Add 2 tbsp. of bacon grease or cooking oil. Quickly cook, stirring so not to burn. Add tomatoes, brisket, and cook for two to three minutes. Add beer and cook until it has reduced by half, and then add the rest of the ingredients. Stir until it comes to a simmer, and then turn to low and cover. Be sure to stir every now and then to make sure it is not sticking or burning. Cook for about an hour or until it tastes good and the brisket is falling apart. Taste and adjust seasoning as you see fit. Pack it up and go.
Deviled Egg Potato Salad is also perfect for tailgating. I take two crowd favorite and combine them.
Deviled Egg Potato Salad
5 lbs. russet potatoes, washed, peeled, and cut into even pieces
6 hard-cooked eggs cut in half
1 ½ cups Duke’s mayonnaise
¼ cup yellow mustard
1 cup diced celery
¼ cup apple cider vinegar
4 dashes of hot sauce
2 tbsp. granulated sugar
1 tsp. dried dill
½ cup dill pickle relish
½ cup diced sweet onion
1/3 cup sliced green onions
1 pound bacon, cooked crisp and crumbled (reserve grease for your chili)
Add the potatoes to a large pot of cold salted water and bring to a boil over high heat. Gently boil the potatoes until tender, when the potatoes are tender enough to break with a fork. Strain into a colander.
Don’t let the potatoes cool completely, because if they are still warm when they are put into the dressing, they will absorb more flavors.
While the potatoes are cooking, peel the boiled eggs and place them in a large bowl. Mash the eggs using the back of a fork or a potato masher until they are broken up. Set aside. In another bowl, add the mayonnaise, mustard, vinegar, hot sauce, relish, and sugar. Stir together and season with salt and pepper to taste.

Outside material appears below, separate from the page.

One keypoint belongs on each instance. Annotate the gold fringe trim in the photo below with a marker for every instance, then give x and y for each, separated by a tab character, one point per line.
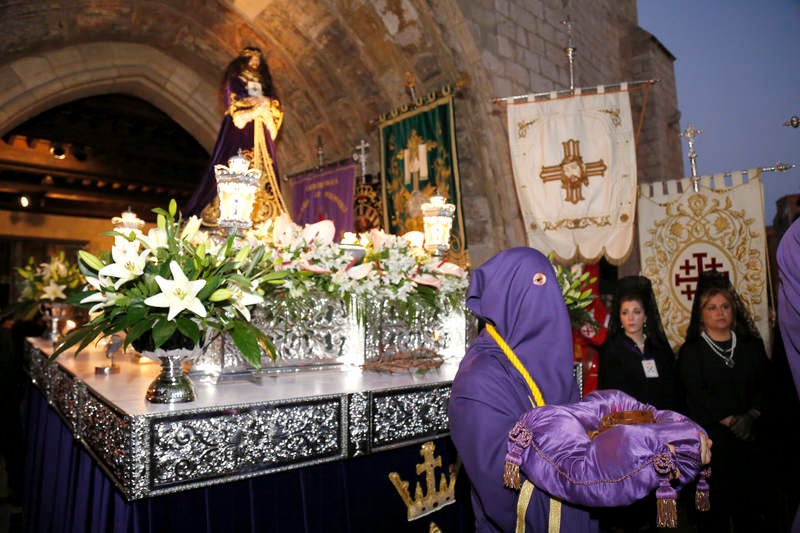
511	476
522	505
667	513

Add the potatoes into the dressing as you work. Add the chopped eggs, along with the celery, green onions, and bacon. Mix gently but thoroughly. Cover and chill for at least four to five hours before serving. Top with smoked paprika before serving.
Gregory McPhee | The Anchorage
“Miso brings out the best in grilled items, especially vegetables. This is a really easy dish to throw together, so you can enjoy your time with friends and family instead of stressing over the food.”
Miso Grilled Corn
6 ears of corn on cob
½ pound soft butter
1 tbsp. white miso
1 tbsp. gochujang (red chili paste)
1 tsp. brown sugar
Fresh lime wedges
Whip all ingredients except lime and benne seeds. Rub corn with mix and grill until smoky and charred. Garnish with benne and lime to taste.